Going “deeper” is, she says, where “mysticism comes in”. Nealon is a strong believer in tapping into the spirit world. “We don’t know everything,” as she puts it. Maeve, Debbie’s space-cadet of a mother, whose most memorable scene involves jumping into a coffin and landing on top of the corpse, is a mystic character that Nealon based on “worst case scenario for me if I didn’t… didn’t…”
Rein yourself in, I suggest?
She describes using objects like sea shells and Brigid’s crosses and dandelions during the writing of Snowflake as “port keys” into the world of her characters, the points at which Nealon’s world “kind of crossed” with that of her fictional characters. 
When I suggest she means they’re symbols, she insists they go much deeper: they’re keys into the “spirit world” of her fiction. How firmly she believes in this alternative world is clear in the way she talks about her characters as if she didn’t make them up. “Debbie lives down the road from me in Kildare,” she says casually.
Nealon grew up on the farm with her brother and three sisters in what sounds like a comfortable environment. “I need to make clear,” she says, “that I didn’t grow up in poverty. And neither did Debbie.”
When she arrived in Trinity College Dublin at the age of 18 she found, however, that she and her background were looked down on. As does Debbie.
It’s a real ouch moment in Snowflake when Debbie crosses herself after seeing an ambulance go by and her friend Xanthe remarks that it’s a “cute” thing to do. Nealon, too, found she was patronised at Trinity and expected to be much more innocent than the townies.

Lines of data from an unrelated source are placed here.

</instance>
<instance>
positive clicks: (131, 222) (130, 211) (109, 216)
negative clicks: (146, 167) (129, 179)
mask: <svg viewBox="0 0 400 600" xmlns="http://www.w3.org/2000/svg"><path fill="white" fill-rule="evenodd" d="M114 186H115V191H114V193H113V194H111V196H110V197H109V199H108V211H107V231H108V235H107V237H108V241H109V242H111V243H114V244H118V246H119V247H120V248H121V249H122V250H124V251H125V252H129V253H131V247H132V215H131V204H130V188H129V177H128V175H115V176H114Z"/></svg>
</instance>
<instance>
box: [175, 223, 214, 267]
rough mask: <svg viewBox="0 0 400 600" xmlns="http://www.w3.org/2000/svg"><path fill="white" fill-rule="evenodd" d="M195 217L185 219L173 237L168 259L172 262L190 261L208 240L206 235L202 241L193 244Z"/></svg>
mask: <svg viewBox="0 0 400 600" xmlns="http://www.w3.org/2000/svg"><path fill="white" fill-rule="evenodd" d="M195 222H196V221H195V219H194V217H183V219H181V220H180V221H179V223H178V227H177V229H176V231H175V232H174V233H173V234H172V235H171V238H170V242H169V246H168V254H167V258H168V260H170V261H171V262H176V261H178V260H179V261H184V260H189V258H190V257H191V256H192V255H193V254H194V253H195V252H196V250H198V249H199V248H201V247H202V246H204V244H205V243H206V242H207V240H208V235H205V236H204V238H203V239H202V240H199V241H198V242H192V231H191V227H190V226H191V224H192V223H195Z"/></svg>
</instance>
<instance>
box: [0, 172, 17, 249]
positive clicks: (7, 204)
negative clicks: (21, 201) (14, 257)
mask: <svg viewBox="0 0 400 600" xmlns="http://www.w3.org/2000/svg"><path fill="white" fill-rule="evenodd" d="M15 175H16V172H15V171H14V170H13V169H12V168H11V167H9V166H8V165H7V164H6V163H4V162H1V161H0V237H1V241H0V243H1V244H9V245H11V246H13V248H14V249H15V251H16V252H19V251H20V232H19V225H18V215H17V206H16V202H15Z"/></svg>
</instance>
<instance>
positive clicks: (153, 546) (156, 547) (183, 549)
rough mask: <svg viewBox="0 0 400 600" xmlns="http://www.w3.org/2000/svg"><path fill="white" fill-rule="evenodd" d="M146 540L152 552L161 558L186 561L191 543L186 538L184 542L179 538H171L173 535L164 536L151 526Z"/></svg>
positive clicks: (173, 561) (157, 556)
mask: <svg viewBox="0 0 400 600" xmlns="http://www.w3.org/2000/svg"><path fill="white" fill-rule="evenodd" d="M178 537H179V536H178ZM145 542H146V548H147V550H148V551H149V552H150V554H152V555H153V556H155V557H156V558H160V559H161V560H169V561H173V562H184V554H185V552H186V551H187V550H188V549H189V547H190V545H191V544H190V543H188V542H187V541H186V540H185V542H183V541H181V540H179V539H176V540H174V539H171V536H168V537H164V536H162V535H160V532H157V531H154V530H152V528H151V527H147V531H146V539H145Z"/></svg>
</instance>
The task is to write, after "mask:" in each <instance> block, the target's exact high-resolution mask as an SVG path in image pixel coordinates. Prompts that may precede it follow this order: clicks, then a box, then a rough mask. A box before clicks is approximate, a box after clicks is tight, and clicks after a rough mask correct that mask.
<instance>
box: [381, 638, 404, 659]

She takes the opportunity in Snowflake to make sure that farming and the land get their due respect. Vegans who say “dairy takes babies from their mothers” don’t really win the argument with Billy who responds, “What are we f**king meant to do? Leave the calf there for it to grow up enough so mammy and son can start riding each other?”
She doesn’t mythologise the land either, but the novel makes an argument for people to connect both with the land and with each other. And above all to make time for the survival skill that is daydreaming.
I suggest that she’s really arguing against an economy that seems to demand more and more hours from its workers and leaves no time for thought, let alone dreams. She agrees that she’s “privileged” to be able to spend her days writing but says she worked hard for it.
Grateful as she is to win the Sunday Independent Newcomer of the Year award, she’s dying to stop doing interviews and go back to write full-time in her home in Belfast, a city she learned to love as a master’s degree student and “isn’t finished with yet” because it’s “gas” and the people are “so warm”.
Maybe she’s finally learning to follow her own prescription: “I think that women being radically kind, not to each other, but to themselves – and supporting each other in that – is a starting point for the healing that we need to do for what society has put on us that’s not us.”